Indonesia will build a lithium anode production line. The country wants to be a superpower in electric car production

Although Indonesia has no lithium mines of its own, it intends to build another plant to process this important metal for the production of electric vehicles.

Although Indonesia has no lithium mines of its own, it intends to build another plant to process this important metal for the production of electric vehicles. Construction is scheduled to start in January and the plant will have a capacity of 80,000 tonnes of processed lithium per year.

Another snippet of the battery industry

Indonesia will start building a lithium processing line to produce anodes. This is another piece in the puzzle of the battery industry. Indonesia is already processing nickel, which it has banned from being exported in its raw state.

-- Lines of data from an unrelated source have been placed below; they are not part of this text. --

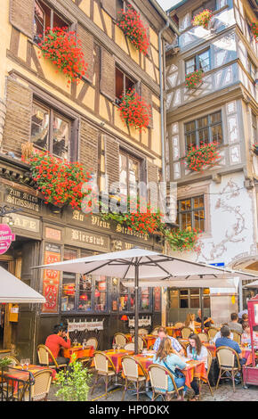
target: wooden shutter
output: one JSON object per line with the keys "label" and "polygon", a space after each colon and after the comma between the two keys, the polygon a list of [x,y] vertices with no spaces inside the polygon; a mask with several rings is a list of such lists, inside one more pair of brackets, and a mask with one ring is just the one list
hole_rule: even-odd
{"label": "wooden shutter", "polygon": [[141,96],[150,107],[149,127],[153,128],[152,94],[147,86],[141,83]]}
{"label": "wooden shutter", "polygon": [[94,39],[93,36],[90,34],[85,28],[78,24],[77,28],[78,38],[82,42],[82,50],[85,56],[85,62],[88,64],[86,78],[89,82],[93,83],[94,63],[93,63],[93,49],[94,49]]}
{"label": "wooden shutter", "polygon": [[33,37],[34,0],[10,0],[10,23]]}
{"label": "wooden shutter", "polygon": [[115,57],[101,47],[101,93],[115,102],[116,63]]}
{"label": "wooden shutter", "polygon": [[119,183],[119,144],[109,136],[104,136],[106,174],[109,177],[109,187],[113,183]]}
{"label": "wooden shutter", "polygon": [[79,160],[89,172],[98,172],[99,130],[81,120]]}
{"label": "wooden shutter", "polygon": [[3,152],[21,156],[21,144],[30,140],[32,91],[14,78],[7,78],[6,116],[3,133]]}
{"label": "wooden shutter", "polygon": [[101,6],[113,19],[117,19],[117,0],[101,0]]}
{"label": "wooden shutter", "polygon": [[155,195],[156,191],[158,191],[158,167],[151,163],[150,161],[147,162],[147,173],[148,173],[148,183],[154,182],[157,185],[149,187],[149,199],[151,197],[151,205],[153,207],[158,206],[158,192],[157,195]]}

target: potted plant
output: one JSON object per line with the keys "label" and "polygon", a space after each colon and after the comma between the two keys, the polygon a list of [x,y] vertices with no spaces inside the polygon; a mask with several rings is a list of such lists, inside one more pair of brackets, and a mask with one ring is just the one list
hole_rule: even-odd
{"label": "potted plant", "polygon": [[91,376],[87,368],[77,361],[76,354],[73,354],[69,369],[56,374],[54,384],[59,386],[59,390],[55,395],[63,401],[87,401]]}
{"label": "potted plant", "polygon": [[200,145],[190,144],[184,161],[190,170],[200,172],[206,166],[213,167],[221,159],[217,144],[201,143]]}
{"label": "potted plant", "polygon": [[147,55],[149,46],[147,30],[141,20],[140,14],[133,9],[131,4],[128,4],[126,11],[121,10],[119,12],[117,26],[123,30],[135,48],[140,53]]}
{"label": "potted plant", "polygon": [[252,30],[252,33],[254,37],[255,41],[257,42],[258,41],[258,23],[254,21],[251,24],[251,30]]}
{"label": "potted plant", "polygon": [[81,208],[84,197],[90,193],[89,190],[84,193],[82,187],[91,179],[91,175],[80,163],[57,159],[47,152],[35,152],[28,160],[21,156],[21,159],[30,164],[32,178],[45,203]]}
{"label": "potted plant", "polygon": [[213,12],[212,11],[208,9],[205,9],[203,12],[201,12],[198,14],[196,14],[194,19],[192,20],[192,25],[193,26],[202,26],[206,29],[209,28],[210,21],[213,17]]}
{"label": "potted plant", "polygon": [[192,73],[189,74],[185,78],[185,84],[189,89],[196,89],[202,83],[203,79],[203,70],[197,70]]}
{"label": "potted plant", "polygon": [[41,48],[39,57],[43,55],[51,60],[58,68],[56,72],[61,71],[69,78],[69,84],[71,81],[78,83],[86,75],[87,63],[84,59],[81,41],[75,31],[48,27],[38,46]]}
{"label": "potted plant", "polygon": [[120,117],[126,127],[133,127],[140,131],[148,127],[150,107],[135,89],[128,89],[121,96],[119,109]]}

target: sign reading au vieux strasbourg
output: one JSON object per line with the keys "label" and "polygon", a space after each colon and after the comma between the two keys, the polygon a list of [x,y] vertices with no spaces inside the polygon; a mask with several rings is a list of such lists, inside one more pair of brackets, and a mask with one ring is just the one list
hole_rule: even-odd
{"label": "sign reading au vieux strasbourg", "polygon": [[0,224],[0,255],[5,253],[11,246],[12,242],[15,240],[15,234],[8,224]]}

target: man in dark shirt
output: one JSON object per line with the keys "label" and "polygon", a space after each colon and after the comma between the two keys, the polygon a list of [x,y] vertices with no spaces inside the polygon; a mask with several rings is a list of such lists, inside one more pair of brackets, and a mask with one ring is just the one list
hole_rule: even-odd
{"label": "man in dark shirt", "polygon": [[215,341],[216,348],[221,346],[228,346],[234,349],[239,357],[239,363],[241,366],[244,366],[246,362],[246,358],[242,357],[242,351],[238,342],[232,341],[230,336],[230,330],[228,326],[222,326],[221,329],[221,338],[218,338]]}
{"label": "man in dark shirt", "polygon": [[[202,325],[202,311],[201,309],[199,308],[198,309],[198,316],[197,318],[197,322],[200,324],[200,326]],[[212,319],[212,317],[206,317],[206,316],[204,316],[204,326],[205,327],[211,327],[211,325],[214,324],[214,320]]]}
{"label": "man in dark shirt", "polygon": [[[69,349],[71,347],[71,341],[69,339],[69,332],[66,332],[63,326],[61,326],[60,325],[56,325],[53,328],[53,334],[50,334],[46,338],[44,344],[50,349],[53,357],[56,359],[56,362],[59,365],[60,364],[69,365],[69,357],[60,357],[60,350],[61,348]],[[53,364],[51,357],[49,357],[49,362],[51,364]]]}

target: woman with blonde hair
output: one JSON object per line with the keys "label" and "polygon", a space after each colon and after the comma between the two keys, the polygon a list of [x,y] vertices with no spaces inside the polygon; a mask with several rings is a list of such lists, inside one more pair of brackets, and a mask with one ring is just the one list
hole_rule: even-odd
{"label": "woman with blonde hair", "polygon": [[[181,356],[176,355],[175,350],[172,348],[171,340],[169,338],[162,339],[153,359],[153,363],[167,368],[173,374],[176,386],[178,388],[184,386],[184,391],[186,390],[185,377],[183,374],[177,371],[176,368],[183,370],[187,365]],[[173,390],[173,384],[171,378],[168,377],[168,391]],[[164,392],[165,392],[165,390],[164,390]],[[178,399],[183,400],[183,395],[178,398]]]}

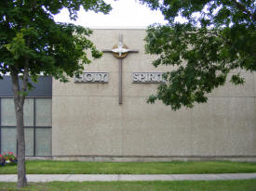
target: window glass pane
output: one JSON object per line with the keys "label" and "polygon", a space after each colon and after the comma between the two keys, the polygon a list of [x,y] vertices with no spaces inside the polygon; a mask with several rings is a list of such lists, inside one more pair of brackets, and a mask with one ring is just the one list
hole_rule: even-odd
{"label": "window glass pane", "polygon": [[35,155],[51,156],[51,128],[35,129]]}
{"label": "window glass pane", "polygon": [[13,98],[1,98],[1,125],[16,126]]}
{"label": "window glass pane", "polygon": [[26,156],[34,156],[34,129],[25,128]]}
{"label": "window glass pane", "polygon": [[26,98],[23,109],[24,125],[34,126],[34,99]]}
{"label": "window glass pane", "polygon": [[16,128],[2,127],[1,128],[1,152],[13,152],[16,155]]}
{"label": "window glass pane", "polygon": [[35,99],[35,125],[51,127],[51,99]]}
{"label": "window glass pane", "polygon": [[[24,124],[34,125],[34,100],[25,99],[24,103]],[[1,98],[1,125],[16,126],[16,116],[13,98]]]}

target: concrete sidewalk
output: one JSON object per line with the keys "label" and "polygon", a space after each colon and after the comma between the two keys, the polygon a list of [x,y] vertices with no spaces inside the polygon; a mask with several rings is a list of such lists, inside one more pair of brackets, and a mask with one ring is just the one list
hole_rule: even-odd
{"label": "concrete sidewalk", "polygon": [[[27,174],[28,182],[184,181],[256,179],[256,173],[216,174]],[[16,174],[0,174],[0,182],[17,182]]]}

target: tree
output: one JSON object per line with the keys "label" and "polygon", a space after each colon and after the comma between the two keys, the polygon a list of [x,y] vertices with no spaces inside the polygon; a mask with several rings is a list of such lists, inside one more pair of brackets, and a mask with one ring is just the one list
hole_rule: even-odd
{"label": "tree", "polygon": [[[91,31],[81,26],[56,23],[53,15],[62,8],[75,19],[77,11],[108,13],[110,5],[103,0],[2,0],[0,1],[0,78],[9,73],[14,95],[18,140],[18,186],[27,185],[23,104],[38,75],[53,76],[62,82],[78,75],[93,57],[101,53],[86,38]],[[20,85],[19,83],[20,81]]]}
{"label": "tree", "polygon": [[[168,24],[147,30],[146,51],[159,56],[154,66],[170,65],[167,83],[148,102],[161,100],[172,109],[207,102],[234,69],[256,70],[256,3],[253,0],[141,0],[159,9]],[[178,16],[185,19],[178,22]],[[239,72],[235,84],[244,83]]]}

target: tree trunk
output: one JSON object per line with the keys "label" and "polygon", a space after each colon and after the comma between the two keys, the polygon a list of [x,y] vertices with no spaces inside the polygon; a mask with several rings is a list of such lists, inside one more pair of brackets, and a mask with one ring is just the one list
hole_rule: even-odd
{"label": "tree trunk", "polygon": [[[26,77],[23,76],[23,83]],[[24,136],[24,120],[23,120],[23,105],[25,95],[20,91],[18,72],[12,70],[12,90],[14,95],[15,114],[17,121],[17,141],[18,141],[18,187],[27,185],[26,166],[25,166],[25,136]],[[27,83],[27,82],[26,82]],[[27,85],[27,84],[25,84]],[[24,84],[22,84],[23,90]]]}

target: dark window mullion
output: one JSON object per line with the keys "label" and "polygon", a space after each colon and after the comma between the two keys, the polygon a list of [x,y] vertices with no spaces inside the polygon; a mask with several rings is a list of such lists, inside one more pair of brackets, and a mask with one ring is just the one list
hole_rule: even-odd
{"label": "dark window mullion", "polygon": [[1,134],[1,133],[2,133],[1,110],[2,110],[2,108],[1,108],[1,102],[2,102],[2,100],[1,100],[1,97],[0,97],[0,153],[2,152],[1,151],[1,147],[2,147],[2,140],[1,140],[1,136],[2,136],[2,134]]}
{"label": "dark window mullion", "polygon": [[35,157],[35,98],[34,98],[34,157]]}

The production of lithium anodes will be linked to another lithium (lithium hydroxide) processing line that investors are already building in Indonesia. The planned plant will be able to process up to 80,000 tonnes of lithium and construction will start in January, Septian Hario Seto, Indonesia’s deputy minister for maritime and investment opportunities, told Reuters.

The battery production superpower

“We are building an ecosystem, we don’t want to process only cobalt and nickel,” he said. But Indonesia does not have its own lithium mining operations, and Seto did not say where Indonesia plans to source the needed raw material. Nevertheless, it wants to become a superpower not only in the production of components for electric vehicle batteries, but also in electric vehicles themselves.